Programming / Scripting
Last month, we looked at three ways you can access data files in PHP: mysql_*, mysqli_*, and the PDO API set. But there is one more option. Bet you can’t wait to see what it is.
One of the primary reasons for involving PHP in our otherwise pure RPG ILE /free world is to allow us to develop apps that have a GUI interface yet access data from our DB2 (or whatever) database.
Database access in PHP is done via an API set that contains the commands necessary to connect to your database (remember, PHP runs on the server while your database is probably local or at the very least not on the same server as PHP is running in) and then access and return the required information to the PHP program.
One of the most commonly used of these API sets is the mysqli_* functions (explored in last month’s TechTip). There is mysql_*, of course, but while that will still work, it has been officially deprecated by the Lords of PHP and so is not cool to use. The problem with mysqli_* is that it only allows access to MySQL databases, and that is a problem for us in the i world because we will probably have our information in DB2 tables. I say DB2 tables, but I’m also including the old DDS files that we have defined. But for brevity, I will just refer to DB2.

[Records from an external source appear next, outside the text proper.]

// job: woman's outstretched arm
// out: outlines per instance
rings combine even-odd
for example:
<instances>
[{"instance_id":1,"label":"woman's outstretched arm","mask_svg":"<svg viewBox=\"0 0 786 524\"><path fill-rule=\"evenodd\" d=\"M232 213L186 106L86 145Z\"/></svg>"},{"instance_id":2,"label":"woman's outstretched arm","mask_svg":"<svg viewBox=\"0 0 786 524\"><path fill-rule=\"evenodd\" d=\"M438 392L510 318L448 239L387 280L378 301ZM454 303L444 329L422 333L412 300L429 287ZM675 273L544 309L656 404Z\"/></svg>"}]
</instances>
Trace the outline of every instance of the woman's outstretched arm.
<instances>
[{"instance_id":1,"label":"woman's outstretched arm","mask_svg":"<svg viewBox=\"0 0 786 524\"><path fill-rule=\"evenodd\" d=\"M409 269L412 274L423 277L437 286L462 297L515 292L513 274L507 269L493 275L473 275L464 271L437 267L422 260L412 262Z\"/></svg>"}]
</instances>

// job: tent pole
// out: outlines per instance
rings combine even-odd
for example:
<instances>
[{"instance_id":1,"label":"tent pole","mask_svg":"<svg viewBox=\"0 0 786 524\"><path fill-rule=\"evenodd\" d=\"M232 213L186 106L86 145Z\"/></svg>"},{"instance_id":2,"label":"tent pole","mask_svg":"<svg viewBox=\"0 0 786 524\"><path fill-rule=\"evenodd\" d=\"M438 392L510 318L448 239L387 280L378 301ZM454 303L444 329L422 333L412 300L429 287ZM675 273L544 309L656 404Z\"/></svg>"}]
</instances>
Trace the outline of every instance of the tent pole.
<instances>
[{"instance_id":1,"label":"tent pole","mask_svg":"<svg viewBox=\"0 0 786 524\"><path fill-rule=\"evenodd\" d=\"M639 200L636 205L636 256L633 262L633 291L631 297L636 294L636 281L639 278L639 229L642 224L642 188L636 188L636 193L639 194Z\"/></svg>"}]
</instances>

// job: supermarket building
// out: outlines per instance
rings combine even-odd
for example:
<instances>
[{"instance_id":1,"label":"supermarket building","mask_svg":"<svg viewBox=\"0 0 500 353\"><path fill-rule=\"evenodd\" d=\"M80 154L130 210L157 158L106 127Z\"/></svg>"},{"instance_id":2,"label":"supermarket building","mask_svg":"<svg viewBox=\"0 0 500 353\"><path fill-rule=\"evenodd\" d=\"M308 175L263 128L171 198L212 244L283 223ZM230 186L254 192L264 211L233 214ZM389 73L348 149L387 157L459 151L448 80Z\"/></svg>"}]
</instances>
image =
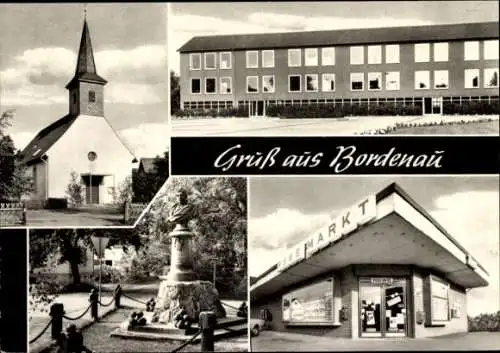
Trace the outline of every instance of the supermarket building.
<instances>
[{"instance_id":1,"label":"supermarket building","mask_svg":"<svg viewBox=\"0 0 500 353\"><path fill-rule=\"evenodd\" d=\"M181 108L497 104L498 37L498 22L198 36L178 50Z\"/></svg>"},{"instance_id":2,"label":"supermarket building","mask_svg":"<svg viewBox=\"0 0 500 353\"><path fill-rule=\"evenodd\" d=\"M341 212L250 287L270 329L344 338L467 332L487 271L397 184Z\"/></svg>"}]
</instances>

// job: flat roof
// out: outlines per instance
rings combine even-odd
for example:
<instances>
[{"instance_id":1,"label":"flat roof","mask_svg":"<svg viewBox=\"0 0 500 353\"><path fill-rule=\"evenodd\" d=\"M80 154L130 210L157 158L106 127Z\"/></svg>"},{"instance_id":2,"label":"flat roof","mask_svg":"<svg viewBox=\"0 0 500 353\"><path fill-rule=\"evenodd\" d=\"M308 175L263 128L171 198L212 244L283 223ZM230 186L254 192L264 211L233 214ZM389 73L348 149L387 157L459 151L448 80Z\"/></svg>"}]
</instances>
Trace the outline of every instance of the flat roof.
<instances>
[{"instance_id":1,"label":"flat roof","mask_svg":"<svg viewBox=\"0 0 500 353\"><path fill-rule=\"evenodd\" d=\"M474 40L498 37L499 22L476 22L330 31L196 36L191 38L178 51L187 53L370 43Z\"/></svg>"}]
</instances>

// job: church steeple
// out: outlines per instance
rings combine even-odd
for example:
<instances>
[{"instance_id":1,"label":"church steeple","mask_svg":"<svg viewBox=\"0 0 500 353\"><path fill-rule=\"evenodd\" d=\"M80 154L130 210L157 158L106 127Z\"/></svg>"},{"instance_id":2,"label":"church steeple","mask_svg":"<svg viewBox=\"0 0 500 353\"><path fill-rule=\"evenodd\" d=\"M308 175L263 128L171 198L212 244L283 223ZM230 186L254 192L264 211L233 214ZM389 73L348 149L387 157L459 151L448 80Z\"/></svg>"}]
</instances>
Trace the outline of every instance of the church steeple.
<instances>
[{"instance_id":1,"label":"church steeple","mask_svg":"<svg viewBox=\"0 0 500 353\"><path fill-rule=\"evenodd\" d=\"M104 116L104 85L107 81L97 74L87 18L83 21L82 37L73 79L69 90L69 112L73 115Z\"/></svg>"}]
</instances>

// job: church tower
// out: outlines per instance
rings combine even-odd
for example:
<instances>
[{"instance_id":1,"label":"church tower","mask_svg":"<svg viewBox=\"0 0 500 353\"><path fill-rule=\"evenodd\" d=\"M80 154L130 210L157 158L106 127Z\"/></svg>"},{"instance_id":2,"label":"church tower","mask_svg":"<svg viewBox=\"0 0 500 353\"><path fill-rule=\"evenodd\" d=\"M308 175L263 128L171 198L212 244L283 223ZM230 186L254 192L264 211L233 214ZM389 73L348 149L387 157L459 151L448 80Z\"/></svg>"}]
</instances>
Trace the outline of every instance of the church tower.
<instances>
[{"instance_id":1,"label":"church tower","mask_svg":"<svg viewBox=\"0 0 500 353\"><path fill-rule=\"evenodd\" d=\"M104 86L107 81L96 72L87 19L83 21L76 71L66 85L71 115L104 116Z\"/></svg>"}]
</instances>

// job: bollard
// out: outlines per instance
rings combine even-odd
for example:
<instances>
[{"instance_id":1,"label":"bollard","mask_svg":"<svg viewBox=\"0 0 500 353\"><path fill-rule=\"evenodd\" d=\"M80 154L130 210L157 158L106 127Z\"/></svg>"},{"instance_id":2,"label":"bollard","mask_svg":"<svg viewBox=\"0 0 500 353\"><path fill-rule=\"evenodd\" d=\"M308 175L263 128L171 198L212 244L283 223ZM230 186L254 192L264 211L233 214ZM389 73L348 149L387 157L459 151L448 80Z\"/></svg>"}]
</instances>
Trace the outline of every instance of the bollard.
<instances>
[{"instance_id":1,"label":"bollard","mask_svg":"<svg viewBox=\"0 0 500 353\"><path fill-rule=\"evenodd\" d=\"M94 319L94 321L97 321L99 318L99 293L97 292L97 289L92 289L90 292L90 297L89 297L89 302L90 302L90 317Z\"/></svg>"},{"instance_id":2,"label":"bollard","mask_svg":"<svg viewBox=\"0 0 500 353\"><path fill-rule=\"evenodd\" d=\"M115 308L120 309L120 299L122 297L122 287L118 284L115 288Z\"/></svg>"},{"instance_id":3,"label":"bollard","mask_svg":"<svg viewBox=\"0 0 500 353\"><path fill-rule=\"evenodd\" d=\"M61 303L54 303L50 306L50 317L52 318L51 324L51 337L58 339L62 332L62 319L64 315L64 305Z\"/></svg>"},{"instance_id":4,"label":"bollard","mask_svg":"<svg viewBox=\"0 0 500 353\"><path fill-rule=\"evenodd\" d=\"M214 331L217 324L217 318L213 311L202 311L200 313L200 329L201 329L201 351L214 351Z\"/></svg>"}]
</instances>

The cool way to connect to other databases, including DB2, is by using the PHP Data Objects (PDO) API set, which we discussed in some detail previously. But PDO is not the only way to go, and there are good reasons for considering other options.
There are a number of vendor-specific API sets that can be used instead of PDO (and technically this is where mysqli_* sits) that have been defined to communicate with databases such as Informix, Firebird, Ingres…and DB2. Naturally, IBM is the vendor that developed the DB2 API set, so let’s take a look at what that offers.
A Few Things
First the DB2_* API set does more than access DB2. It also provides access to Cloudscape and Apache Derby. This is actually one product, originally marketed by IBM as Cloudscape but now renamed as Apache Derby. This is an open-source project but is a full relational database management system. And that’s all I’m going to say about it.
Second, ibm_db2 is not an inherent part of PHP. Rather it is a PECL or PHP Extension that may or may not be part of your PHP stack. Fortunately, if you got your PHP from Zend, and I am guessing that most of us have, then if what you downloaded was for the IBM i, not only is ibm_db2 there but it is turned on by default. If you downloaded your PHP for Linux, Windows, or the Mac, then it is there but it is turned off. By going into Zend Server and using the GUI admin function, you can turn it on quite easily. If you got your PHP from Redhat or someone else, then you would have to check.
What It Looks Like
We may all be big code freaks, but the simple fact is that the first thing we generally want to know about a language is not what kind of weirdo things it can do but rather “what it looks like.” Fortunately, the syntax for ibm_db2_* is very similar to that of PDO or even mysql_*.
So What Should You Use? PDO or ibm_db2?
Finally, it gets down to the real question. We have already seen that mysql_* is deprecated and should not be used. mysqli_* is OK to use, but it only allows you to access MySQL files, and that’s not where most of us live. So it comes to a showdown, a mano a mano confrontation between PDO and ibm_db2_*. And the question becomes, which should you use?
The answer, of course, is it depends. Seriously, did you really think there would be a hard and fast answer here? You did? Oh, that’s so sweet. Did you, like me, spend most of the holidays watching the Christmas movies on the Hallmark Channel? I personally recorded every one that has Lacey Chabert in it. (Shrug.) I like her. She’s sweet.
Anyway, depends on what? And the answer to that is, not all that much. Both options are fairly new—that is, PHP 5.0 and above—so they are both still maturing and we can expect growth for both API sets over the next few years. At the same time, both options are quite robust and reliable. Remember, they are APIs, so they both use the same PHP and C underpinnings (PHP is written in C).
Mike Pavlak from Zend feels that he has run into occasional problems with PDO requiring the database it is accessing to be under commitment control, and that may be a problem, especially for those of you who have legacy databases. But I am not sure (and he is not saying) this is enough of a reason to use ibm_db2 over PDO.
In the end, it may depend on who is going to do the coding. If you are using someone who is normally a web programmer, then they will feel more at home with PDO. And the fact is, you probably shouldn’t consider anyone who is not familiar with either PDO or ibm_db2.
So, time will tell for this but, for now, pick either one. I suggest playing craps to see who wins. It’s not scientific, but it will tell you a lot about the people on your team.